Sin embargo, se aproximaba a cada segundo y la distancia que le separaba de sus dos perseguidores no cesaba de aumentar. Si Robinsón no hubiera tenido la certeza de que era absolutamente invisible desde la playa, habría podido creer que el fugitivo le había visto e iba a refugiarse a su vera. Era preciso tomar una decisión. En pocos instantes los tres indios se darían de narices con él y el descubrimiento de una víctima inesperada podría llevarles incluso a reconciliarse. Fue ése el momento que eligió Tenn para ladrar con furia, mirando hacia la playa. ¡Maldito animal! Robinsón se abalanzó sobre el perro y, rodeándole el cuello con el brazo, le cerró el hocico con su mano izquierda, mientras que con dificultad apuntaba con su mosquete con una sola mano. Si derribaba a uno de los perseguidores, corría el riesgo de azuzar a toda la tribu contra él.
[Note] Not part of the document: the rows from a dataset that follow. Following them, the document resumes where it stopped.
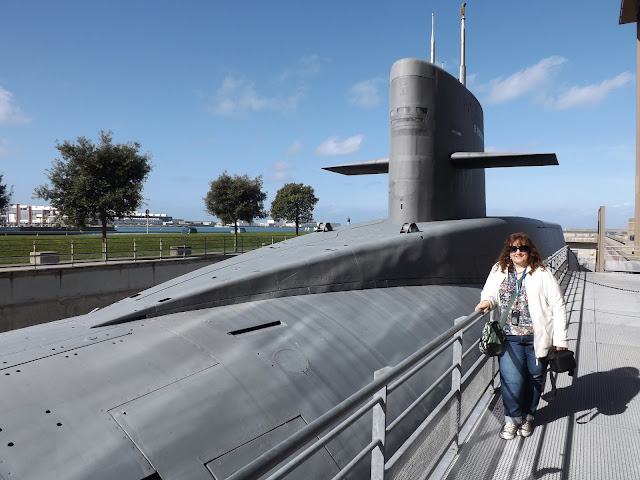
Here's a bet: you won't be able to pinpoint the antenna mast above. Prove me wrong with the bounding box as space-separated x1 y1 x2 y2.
431 12 436 64
460 3 467 86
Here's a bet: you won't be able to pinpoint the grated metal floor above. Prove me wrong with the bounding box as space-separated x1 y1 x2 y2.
443 272 640 480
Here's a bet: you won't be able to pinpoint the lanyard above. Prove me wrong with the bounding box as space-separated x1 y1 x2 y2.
513 265 529 298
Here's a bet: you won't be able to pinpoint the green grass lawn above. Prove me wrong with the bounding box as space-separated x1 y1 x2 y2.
0 232 302 266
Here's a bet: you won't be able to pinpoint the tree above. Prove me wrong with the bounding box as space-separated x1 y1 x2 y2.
0 173 13 225
33 131 153 244
271 183 318 235
203 170 267 252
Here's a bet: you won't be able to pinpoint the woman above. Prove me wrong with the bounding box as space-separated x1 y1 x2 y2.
476 233 568 440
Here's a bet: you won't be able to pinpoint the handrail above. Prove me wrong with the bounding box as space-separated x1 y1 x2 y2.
228 246 569 480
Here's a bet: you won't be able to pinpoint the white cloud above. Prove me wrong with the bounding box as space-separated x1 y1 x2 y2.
552 72 633 110
267 162 293 183
347 78 384 108
0 87 31 125
284 140 302 157
211 75 305 117
276 53 330 81
478 55 566 103
316 135 364 157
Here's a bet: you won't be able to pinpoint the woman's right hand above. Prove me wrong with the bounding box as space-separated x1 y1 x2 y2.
476 300 491 313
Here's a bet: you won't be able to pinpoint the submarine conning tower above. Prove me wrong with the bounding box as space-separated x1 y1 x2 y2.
389 58 486 225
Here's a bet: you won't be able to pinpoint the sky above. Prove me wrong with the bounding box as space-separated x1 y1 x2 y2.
0 0 636 228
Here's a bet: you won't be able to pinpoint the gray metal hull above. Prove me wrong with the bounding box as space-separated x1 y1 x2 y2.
0 218 564 479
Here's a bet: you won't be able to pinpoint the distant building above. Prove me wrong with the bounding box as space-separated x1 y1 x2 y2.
2 203 56 226
113 211 172 225
0 203 175 226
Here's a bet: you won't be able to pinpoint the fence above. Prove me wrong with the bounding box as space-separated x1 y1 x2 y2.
605 245 640 261
229 246 569 480
0 234 293 268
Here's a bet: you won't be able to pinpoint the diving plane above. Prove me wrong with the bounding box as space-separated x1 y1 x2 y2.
0 10 564 480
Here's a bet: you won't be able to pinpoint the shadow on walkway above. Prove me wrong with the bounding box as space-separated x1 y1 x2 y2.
536 367 640 425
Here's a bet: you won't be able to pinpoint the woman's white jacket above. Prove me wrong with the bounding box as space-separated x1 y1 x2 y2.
480 263 569 358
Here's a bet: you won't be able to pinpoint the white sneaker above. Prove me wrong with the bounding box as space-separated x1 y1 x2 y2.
518 420 533 438
500 423 518 440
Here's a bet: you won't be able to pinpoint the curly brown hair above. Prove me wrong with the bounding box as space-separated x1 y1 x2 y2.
498 232 544 275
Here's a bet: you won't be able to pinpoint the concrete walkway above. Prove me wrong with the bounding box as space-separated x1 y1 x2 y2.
444 272 640 480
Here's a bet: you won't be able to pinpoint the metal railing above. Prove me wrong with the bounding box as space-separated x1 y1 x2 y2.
228 246 569 480
605 245 640 261
0 234 292 268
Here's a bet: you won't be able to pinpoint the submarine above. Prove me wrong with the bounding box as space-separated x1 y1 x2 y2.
0 5 565 480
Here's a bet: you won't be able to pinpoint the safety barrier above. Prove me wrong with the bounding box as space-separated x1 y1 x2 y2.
228 246 569 480
0 234 293 268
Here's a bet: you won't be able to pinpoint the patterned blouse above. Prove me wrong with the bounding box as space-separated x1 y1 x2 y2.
498 272 533 335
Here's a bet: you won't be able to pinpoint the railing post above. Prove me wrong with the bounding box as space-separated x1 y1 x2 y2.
596 207 604 272
102 237 108 263
371 367 391 480
451 317 465 452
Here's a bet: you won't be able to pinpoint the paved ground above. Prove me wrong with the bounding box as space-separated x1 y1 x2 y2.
445 272 640 480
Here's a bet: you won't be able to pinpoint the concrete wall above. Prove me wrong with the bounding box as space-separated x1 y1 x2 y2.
0 255 229 332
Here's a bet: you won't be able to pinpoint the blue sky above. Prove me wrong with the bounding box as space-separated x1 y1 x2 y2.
0 0 636 228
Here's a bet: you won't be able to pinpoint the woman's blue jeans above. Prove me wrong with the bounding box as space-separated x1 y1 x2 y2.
498 335 546 425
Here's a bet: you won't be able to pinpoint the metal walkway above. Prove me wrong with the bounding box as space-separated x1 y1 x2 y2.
440 272 640 480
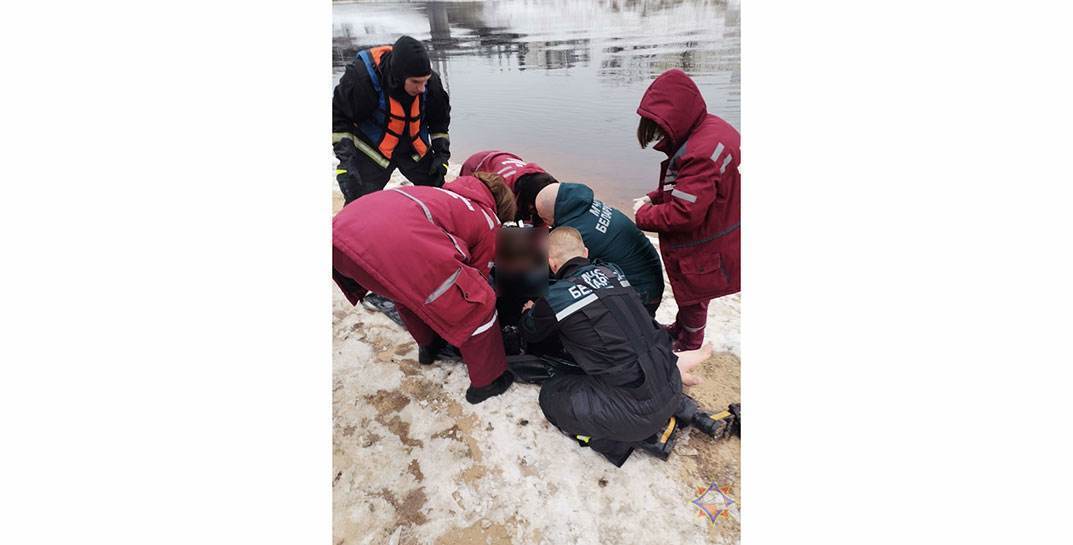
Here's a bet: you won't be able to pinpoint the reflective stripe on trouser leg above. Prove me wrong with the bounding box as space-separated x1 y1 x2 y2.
458 312 506 387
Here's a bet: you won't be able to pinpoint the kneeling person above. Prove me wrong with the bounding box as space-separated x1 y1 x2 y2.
515 178 663 316
520 227 735 466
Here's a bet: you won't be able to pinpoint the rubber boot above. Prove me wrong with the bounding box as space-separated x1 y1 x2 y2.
466 371 514 404
637 416 678 461
690 403 741 439
417 335 462 365
417 335 447 365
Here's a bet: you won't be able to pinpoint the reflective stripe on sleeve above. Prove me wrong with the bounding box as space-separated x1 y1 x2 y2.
555 293 597 322
671 189 696 203
470 310 499 337
425 267 462 305
388 188 433 221
711 142 723 161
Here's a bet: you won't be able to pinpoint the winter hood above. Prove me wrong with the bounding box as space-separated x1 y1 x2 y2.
637 69 708 154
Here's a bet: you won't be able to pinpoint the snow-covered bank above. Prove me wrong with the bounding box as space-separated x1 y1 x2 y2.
333 165 740 545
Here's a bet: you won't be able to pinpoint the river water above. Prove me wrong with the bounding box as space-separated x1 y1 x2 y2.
333 0 741 210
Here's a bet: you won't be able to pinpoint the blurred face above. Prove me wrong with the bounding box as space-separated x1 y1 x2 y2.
403 74 432 97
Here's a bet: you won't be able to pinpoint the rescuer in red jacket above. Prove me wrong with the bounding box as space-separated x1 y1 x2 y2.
634 69 741 351
332 174 515 403
459 150 554 199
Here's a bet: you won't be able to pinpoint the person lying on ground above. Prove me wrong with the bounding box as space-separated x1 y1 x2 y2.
332 35 451 204
520 227 732 467
634 69 741 350
517 177 664 316
332 173 515 403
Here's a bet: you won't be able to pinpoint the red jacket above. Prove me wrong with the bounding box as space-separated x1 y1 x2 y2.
635 69 741 305
460 150 544 193
332 176 500 347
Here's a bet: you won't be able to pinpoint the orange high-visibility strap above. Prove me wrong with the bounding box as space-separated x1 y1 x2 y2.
369 45 392 67
378 97 406 159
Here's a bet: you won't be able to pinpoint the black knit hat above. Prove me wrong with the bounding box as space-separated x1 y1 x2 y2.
391 36 432 86
514 173 559 223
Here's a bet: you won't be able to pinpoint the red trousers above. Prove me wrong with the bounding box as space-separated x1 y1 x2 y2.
333 253 506 387
675 300 711 350
397 306 506 387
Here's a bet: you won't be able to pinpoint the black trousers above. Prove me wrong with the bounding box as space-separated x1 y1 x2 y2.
333 139 443 204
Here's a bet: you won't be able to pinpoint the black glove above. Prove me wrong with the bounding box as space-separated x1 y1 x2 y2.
428 136 451 177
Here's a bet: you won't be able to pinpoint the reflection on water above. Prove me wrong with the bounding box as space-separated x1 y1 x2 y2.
333 0 741 208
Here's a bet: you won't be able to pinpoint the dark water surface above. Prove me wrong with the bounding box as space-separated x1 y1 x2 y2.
333 0 741 210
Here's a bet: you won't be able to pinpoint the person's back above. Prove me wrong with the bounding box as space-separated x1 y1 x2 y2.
458 149 547 193
634 69 741 350
521 227 682 466
538 182 664 315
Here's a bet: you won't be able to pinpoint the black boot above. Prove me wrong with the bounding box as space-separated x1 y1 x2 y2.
637 416 678 461
690 403 741 439
417 335 447 365
466 371 514 404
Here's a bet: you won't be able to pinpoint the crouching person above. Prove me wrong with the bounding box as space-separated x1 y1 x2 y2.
332 173 515 403
520 227 736 467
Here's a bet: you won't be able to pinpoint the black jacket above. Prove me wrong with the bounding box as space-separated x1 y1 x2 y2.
520 257 681 441
332 53 451 146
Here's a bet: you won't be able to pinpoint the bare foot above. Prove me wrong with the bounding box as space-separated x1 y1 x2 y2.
677 342 715 386
681 372 704 386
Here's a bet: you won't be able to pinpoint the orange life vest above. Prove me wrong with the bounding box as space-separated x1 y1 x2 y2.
355 45 429 167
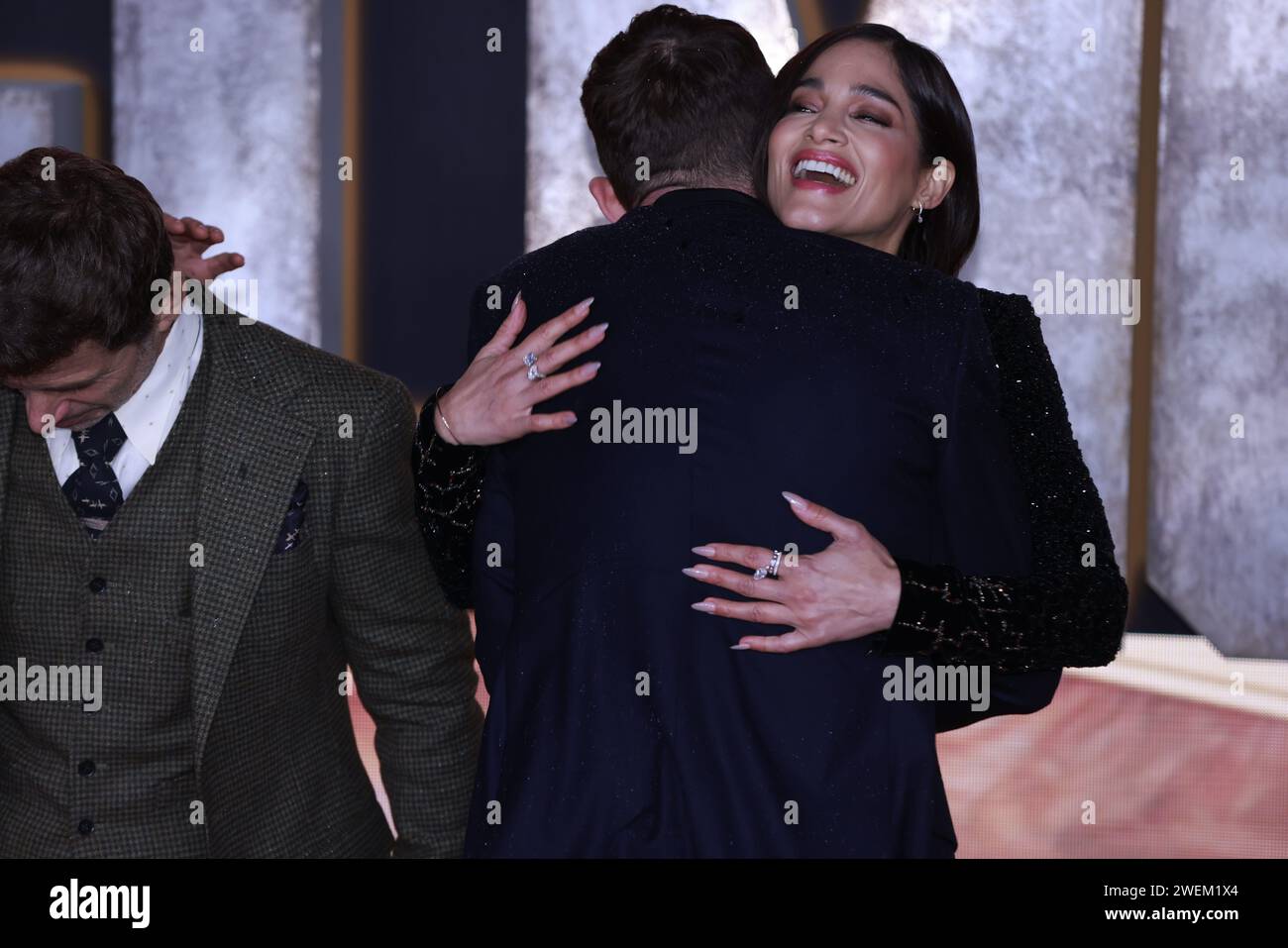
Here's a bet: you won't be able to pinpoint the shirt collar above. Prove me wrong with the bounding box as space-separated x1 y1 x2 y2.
116 309 202 467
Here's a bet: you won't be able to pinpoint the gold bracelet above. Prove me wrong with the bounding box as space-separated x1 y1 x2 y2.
434 398 461 447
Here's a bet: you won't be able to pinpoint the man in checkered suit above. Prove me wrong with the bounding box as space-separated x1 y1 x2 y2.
0 149 482 857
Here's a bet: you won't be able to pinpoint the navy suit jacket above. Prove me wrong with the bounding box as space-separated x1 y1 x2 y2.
467 189 1059 857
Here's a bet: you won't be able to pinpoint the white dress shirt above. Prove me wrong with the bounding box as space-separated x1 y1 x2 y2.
47 308 203 498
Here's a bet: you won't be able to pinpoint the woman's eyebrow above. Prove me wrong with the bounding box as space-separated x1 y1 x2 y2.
796 76 903 115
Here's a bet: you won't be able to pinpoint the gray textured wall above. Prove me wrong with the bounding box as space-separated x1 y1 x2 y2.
868 0 1141 566
1147 0 1288 658
0 80 85 162
0 82 54 161
113 0 324 344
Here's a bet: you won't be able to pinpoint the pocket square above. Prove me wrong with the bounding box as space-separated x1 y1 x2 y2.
273 480 309 557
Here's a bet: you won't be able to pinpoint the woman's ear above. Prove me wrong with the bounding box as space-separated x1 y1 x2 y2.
917 156 957 210
590 175 626 224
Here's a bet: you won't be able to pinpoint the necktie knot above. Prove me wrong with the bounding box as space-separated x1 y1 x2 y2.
72 412 125 465
63 413 125 539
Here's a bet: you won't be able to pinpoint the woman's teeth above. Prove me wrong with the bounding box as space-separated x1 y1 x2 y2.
793 158 855 187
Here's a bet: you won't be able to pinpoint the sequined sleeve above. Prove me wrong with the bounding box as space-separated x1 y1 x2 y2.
881 290 1127 671
412 387 486 609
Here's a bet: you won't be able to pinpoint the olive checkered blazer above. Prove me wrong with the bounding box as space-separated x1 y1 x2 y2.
0 314 482 857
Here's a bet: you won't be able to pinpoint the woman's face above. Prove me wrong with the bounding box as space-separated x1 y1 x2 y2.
767 40 930 254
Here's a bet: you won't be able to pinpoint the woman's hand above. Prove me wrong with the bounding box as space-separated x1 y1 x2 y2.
684 490 901 652
434 292 608 446
161 213 246 280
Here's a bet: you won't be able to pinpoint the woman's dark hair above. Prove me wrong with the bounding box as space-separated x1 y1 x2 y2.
0 149 174 377
752 23 979 277
581 4 774 209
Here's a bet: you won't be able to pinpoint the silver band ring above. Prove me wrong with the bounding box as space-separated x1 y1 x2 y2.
751 550 783 579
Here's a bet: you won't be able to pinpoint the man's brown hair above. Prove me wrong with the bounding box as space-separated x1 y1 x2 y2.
581 4 774 209
0 149 174 377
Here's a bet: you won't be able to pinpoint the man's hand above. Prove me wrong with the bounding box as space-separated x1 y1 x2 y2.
162 213 246 280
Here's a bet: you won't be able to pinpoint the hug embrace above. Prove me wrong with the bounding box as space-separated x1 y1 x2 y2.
0 5 1127 858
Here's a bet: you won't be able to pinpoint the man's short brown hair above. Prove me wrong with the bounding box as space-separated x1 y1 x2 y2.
0 149 174 377
581 4 774 209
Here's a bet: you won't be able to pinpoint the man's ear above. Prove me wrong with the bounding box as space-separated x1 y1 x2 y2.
590 175 626 224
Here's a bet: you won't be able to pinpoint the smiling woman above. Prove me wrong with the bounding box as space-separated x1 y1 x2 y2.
755 23 979 275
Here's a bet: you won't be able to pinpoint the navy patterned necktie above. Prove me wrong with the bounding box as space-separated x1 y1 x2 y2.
63 412 125 540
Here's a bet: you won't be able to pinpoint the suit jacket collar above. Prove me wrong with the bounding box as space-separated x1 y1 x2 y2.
635 188 772 214
0 313 316 778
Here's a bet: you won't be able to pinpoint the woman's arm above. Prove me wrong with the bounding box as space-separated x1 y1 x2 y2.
412 293 608 609
412 389 486 609
687 290 1127 671
885 290 1127 670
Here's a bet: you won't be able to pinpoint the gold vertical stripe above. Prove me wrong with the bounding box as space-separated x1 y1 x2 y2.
796 0 827 49
1125 0 1163 601
340 0 366 362
0 59 103 159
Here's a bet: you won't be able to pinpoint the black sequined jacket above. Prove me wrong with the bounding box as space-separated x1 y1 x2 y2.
413 290 1127 671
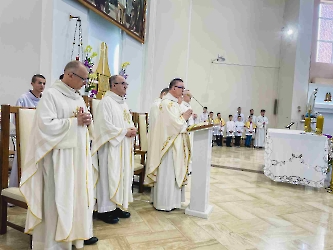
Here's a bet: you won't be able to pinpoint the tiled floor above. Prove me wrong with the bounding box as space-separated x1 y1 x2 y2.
0 147 333 250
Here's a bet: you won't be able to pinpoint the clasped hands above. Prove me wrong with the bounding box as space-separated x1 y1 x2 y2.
125 128 136 137
76 107 92 127
182 109 193 121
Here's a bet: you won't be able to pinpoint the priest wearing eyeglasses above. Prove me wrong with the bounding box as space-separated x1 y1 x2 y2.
20 61 98 250
92 75 136 224
145 78 193 211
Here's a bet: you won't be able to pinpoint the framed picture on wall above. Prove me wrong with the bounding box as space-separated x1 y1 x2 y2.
77 0 147 43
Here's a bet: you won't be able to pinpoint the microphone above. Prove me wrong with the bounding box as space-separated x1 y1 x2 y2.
285 122 295 129
192 96 204 108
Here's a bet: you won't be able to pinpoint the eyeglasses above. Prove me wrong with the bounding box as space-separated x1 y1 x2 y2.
72 72 89 83
114 82 128 86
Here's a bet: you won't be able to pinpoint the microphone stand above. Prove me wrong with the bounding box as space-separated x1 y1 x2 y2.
192 96 204 107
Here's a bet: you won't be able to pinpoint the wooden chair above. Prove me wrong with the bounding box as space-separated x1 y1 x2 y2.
133 113 148 193
0 105 35 240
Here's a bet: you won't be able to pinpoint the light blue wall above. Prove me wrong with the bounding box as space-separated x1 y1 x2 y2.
52 0 145 112
88 10 122 75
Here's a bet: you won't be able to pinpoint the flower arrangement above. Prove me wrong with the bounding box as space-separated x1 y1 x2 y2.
119 62 130 79
83 45 97 97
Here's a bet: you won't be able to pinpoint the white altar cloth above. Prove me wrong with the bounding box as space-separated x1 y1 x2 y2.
264 129 328 188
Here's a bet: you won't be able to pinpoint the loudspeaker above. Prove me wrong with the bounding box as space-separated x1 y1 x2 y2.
273 99 278 115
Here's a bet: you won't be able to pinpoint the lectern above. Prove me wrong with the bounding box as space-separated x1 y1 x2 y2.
185 125 213 218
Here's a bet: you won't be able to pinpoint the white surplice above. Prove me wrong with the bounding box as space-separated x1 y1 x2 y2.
233 112 245 122
226 121 236 136
148 98 162 130
145 93 191 211
254 116 268 147
235 121 245 136
20 80 97 250
92 91 134 213
199 113 208 122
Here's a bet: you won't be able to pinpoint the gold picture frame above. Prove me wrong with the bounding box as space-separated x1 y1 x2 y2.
77 0 147 43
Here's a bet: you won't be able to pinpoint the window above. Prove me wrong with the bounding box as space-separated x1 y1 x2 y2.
316 3 333 63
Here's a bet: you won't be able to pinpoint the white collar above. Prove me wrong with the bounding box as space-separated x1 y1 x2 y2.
163 93 178 103
182 101 191 108
105 91 125 104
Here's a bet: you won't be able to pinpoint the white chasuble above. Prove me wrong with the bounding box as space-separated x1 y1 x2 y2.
254 116 268 147
145 93 191 211
20 80 97 249
92 91 134 213
148 98 162 130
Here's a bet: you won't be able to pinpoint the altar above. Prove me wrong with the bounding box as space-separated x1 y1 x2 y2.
264 129 329 188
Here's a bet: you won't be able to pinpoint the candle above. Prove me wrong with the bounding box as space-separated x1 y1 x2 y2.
304 117 311 132
316 115 324 135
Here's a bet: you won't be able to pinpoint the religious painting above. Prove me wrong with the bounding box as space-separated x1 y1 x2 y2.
77 0 147 43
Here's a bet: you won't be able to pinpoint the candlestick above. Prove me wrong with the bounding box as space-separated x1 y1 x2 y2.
316 115 324 135
304 117 311 132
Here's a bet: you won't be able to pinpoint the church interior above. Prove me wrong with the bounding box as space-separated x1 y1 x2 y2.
0 0 333 250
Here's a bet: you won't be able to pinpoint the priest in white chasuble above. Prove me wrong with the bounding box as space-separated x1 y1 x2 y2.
255 109 268 148
92 75 136 224
148 88 169 129
20 61 97 250
145 78 192 211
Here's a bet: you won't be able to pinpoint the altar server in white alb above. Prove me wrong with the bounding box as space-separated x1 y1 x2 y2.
234 107 245 122
235 115 245 147
226 115 236 147
199 107 208 122
213 113 225 147
250 109 257 124
145 78 193 211
9 74 46 187
92 75 136 224
149 88 169 129
255 109 268 148
20 61 97 250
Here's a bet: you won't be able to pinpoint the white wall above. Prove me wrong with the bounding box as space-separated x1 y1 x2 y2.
278 0 315 129
141 0 192 111
291 0 314 122
142 0 284 126
277 0 300 128
188 0 284 126
120 32 145 112
0 0 43 105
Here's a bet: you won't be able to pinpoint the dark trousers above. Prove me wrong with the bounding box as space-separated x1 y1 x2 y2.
216 135 223 146
245 135 252 147
226 136 232 147
235 136 241 147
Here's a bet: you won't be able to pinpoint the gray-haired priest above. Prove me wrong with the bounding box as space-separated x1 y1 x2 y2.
20 61 97 250
92 75 136 224
145 78 192 211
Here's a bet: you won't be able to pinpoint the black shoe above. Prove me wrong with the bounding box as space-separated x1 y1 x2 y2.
84 237 98 245
97 212 119 224
111 207 131 219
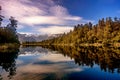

Por el contrario, si mataba al fugitivo, restablecería el orden del sacrificio ritual y quizá su intervención fuera interpretada como el acto sobrenatural de una divinidad ultrajada. Al tener que situarse en el campo de la víctima o en el de los verdugos -tanto uno como los otros le eran indiferentes-, la prudencia le recomendaba aliarse con los más fuertes. Apuntó al pecho del fugitivo, que no estaba a más de treinta pasos de él, y apretó el gatillo. En el momento en que disparaba, Tenn, incómodo por la presión que le imponía su amo, hizo un brusco esfuerzo para liberarse. El mosquete se desvió y el primero de los perseguidores dio un traspiés parabólico que concluyó en un montón de arena. El indio que le seguía se detuvo, se inclinó sobre el cuerpo de su compañero, volvió a levantarse, inspeccionó la cortina de árboles donde terminaba la playa y, por último, huyó a todo correr hacia el círculo de sus semejantes.